NON-PROFESSIONAL READERS AND THE PROFESSIONAL BOOKMAKER: THE ELLESMERE MANUSCRIPT AND KELMSCOTT CHAUCER AS GUIDES TO CHAUCER

Raegan Leigh Russell, Ph.D. Cornell University, 2002

This dissertation explores how two highly innovative illustrated books of Chaucer's poetry encode visual cues that encourage the reader to become an active participant in understanding the text. The Ellesmere manuscript is a richly decorated medieval copy of the Canterbury Tales. The Kelmscott Chaucer is a product of Victorian medievalism, the beginning of modern interest in things medieval. The designers who created each book were professional readers who presented Chaucer's poetry persuasively to a non-professional audience with very different interpretive interests from their own. Their techniques for entertaining and provoking the reader are a model for how modern medievalists might introduce Chaucer's poetry to students and casual readers outside the academy.

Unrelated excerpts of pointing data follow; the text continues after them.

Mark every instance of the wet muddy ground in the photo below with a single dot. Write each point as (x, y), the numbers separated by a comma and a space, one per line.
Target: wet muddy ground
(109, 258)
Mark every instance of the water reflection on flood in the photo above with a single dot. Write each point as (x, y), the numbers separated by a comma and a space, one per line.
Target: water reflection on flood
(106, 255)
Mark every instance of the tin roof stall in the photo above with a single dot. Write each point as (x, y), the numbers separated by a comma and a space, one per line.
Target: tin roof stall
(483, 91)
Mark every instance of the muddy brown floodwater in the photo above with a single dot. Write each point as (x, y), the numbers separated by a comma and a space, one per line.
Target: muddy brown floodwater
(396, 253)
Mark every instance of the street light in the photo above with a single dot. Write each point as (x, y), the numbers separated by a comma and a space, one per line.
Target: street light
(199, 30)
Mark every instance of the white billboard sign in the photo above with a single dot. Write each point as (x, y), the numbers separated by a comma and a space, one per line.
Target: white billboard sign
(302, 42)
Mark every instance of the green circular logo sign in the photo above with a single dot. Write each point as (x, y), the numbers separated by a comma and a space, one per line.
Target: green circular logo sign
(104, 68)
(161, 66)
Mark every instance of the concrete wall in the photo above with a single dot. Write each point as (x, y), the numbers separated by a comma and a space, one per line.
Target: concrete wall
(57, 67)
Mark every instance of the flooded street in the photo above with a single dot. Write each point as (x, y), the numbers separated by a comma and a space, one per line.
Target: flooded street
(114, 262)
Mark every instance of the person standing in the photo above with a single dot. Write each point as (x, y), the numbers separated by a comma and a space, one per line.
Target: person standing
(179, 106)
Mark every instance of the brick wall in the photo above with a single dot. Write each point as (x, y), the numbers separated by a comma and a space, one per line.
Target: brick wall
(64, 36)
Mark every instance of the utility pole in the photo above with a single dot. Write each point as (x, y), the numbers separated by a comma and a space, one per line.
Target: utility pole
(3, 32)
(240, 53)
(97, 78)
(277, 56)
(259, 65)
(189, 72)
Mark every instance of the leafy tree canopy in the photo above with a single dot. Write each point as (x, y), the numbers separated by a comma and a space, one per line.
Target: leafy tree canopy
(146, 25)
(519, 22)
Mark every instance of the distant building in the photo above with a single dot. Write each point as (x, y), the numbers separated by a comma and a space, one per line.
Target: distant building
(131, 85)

I begin by describing how the professionalizaion of medieval literary studies has made Chaucer's texts seem inaccessible. Professional and non-professional readers have very different interests, and this gap has a negative effect on Chaucer's place in the academy and in popular culture. Thoughtful editions of Chaucer's poetry provide a model for how this gap might be bridged.

The next two chapters examine how the professionals who designed the Ellesmere manuscript presented the Canterbury Tales to an aristocratic audience interested in demonstrating its social and economic power through the acquisition of expensive manuscripts. The Ellesmere fulfills its audience's expectations and encourages readers to debate the radical ideas in the Tales that were of interest to the bookmakers.

The next chapter provides the background of the Pre-Raphaelite interpretive community that produced the Kelmscott edition of Chaucer's complete works. The makers of this book believed that the reception of poetry was highly personal, and the last two chapters show how they use Chaucer's poetry to understand their own lives. This book authorizes personal response as an authentic form of reception through the tenets of the Pre-Raphaelite movement and through the words of Chaucer's poetry.

These books show how medievalists can encourage readers to participate imaginatively in Chaucer's texts. Readers have historically responded to the aspects of Chaucer's poetry which authorize such participation. These books show how medievalists might enticingly interest a new set of readers in Chaucer's works.